Readers of Give Up will notice that I enabled Google ads. I did this for a good reason, I don't really expect to generate any revenue, but I am trying to get people to use Firefox. I've noticed from the usage stats that over 50% of the visitors to my site are using IE. I haven't gone as crazy as to
install explorerdestroyer as it seems too obtrusive to me. But I was thinking about it when I saw so many people are using that worthless piece of crap browser.
Block unrequested popups automatically, block spyware automatically, use
extensions like
noscript to kill annoying and dangerous javascripts and
Bugmenot to bypass obnoxious registration requirements.
And if you still need to use IE for some sites? There is always the
IE tab extension.
Seriously, Firefox is the bomb people. It's faster, it's customizable, it's open source, it's safer, it's better! Click the button, download Firefox, you won't regret it. I won't be happy until I start seeing requests from less than 50% IE. You can do it!
2 Comments:
Some of us read blogs at work, where, as we are not administrators, we can't download firefox and HAVE to live with IE which really IS a piece of crap... but What. Can. We. Do??? We (this is the royal we) have talked to our administrators and they have said "Oh, yes, I'll get right on that" but they have not. We have even snuck onto our own computer under our boss's password -- but still haven't managed it...
10:01 AM, July 20, 2006
We finally convinced our boss to let us put it on all the computers when we convinced him it would keep the machines safe from adware as shown by this study.

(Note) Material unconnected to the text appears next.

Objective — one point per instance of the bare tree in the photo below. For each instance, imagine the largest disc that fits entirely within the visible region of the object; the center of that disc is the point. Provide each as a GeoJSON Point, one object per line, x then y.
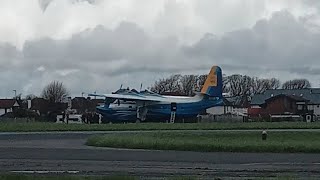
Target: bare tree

The results of this part of the UW study bear serious reflection by CSOs and CISOs. Of the 90,000 URLs crawled with Internet Explorer, 1,734 (2 percent) downloaded spyware when the user clicked the "yes" button—and 129 downloaded spyware even if the user clicked "no." These webpages downloaded, and in many cases installed, spyware by taking advantage of bugs in Internet Explorer itself.
By contrast, Firefox downloaded just 36 infected files when the user clicked "yes" in response to every security dialogue—and it downloaded no files at all when the user clicked "no." According to the researchers, what caused Firefox to download the files was an applet written in Java. Running inside the Java "sandbox," the applet requires the user's explicit permission to download and install the hostile programs. So it looks like the Java security model actually works—at least, it did for the UW test. Unfortunately, if you can convince a user to click the "yes" button, the bad applications can still be installed.
Pretty convincing, IE is buggy and dangerous, dumping it for safety reasons is one of the best justifications.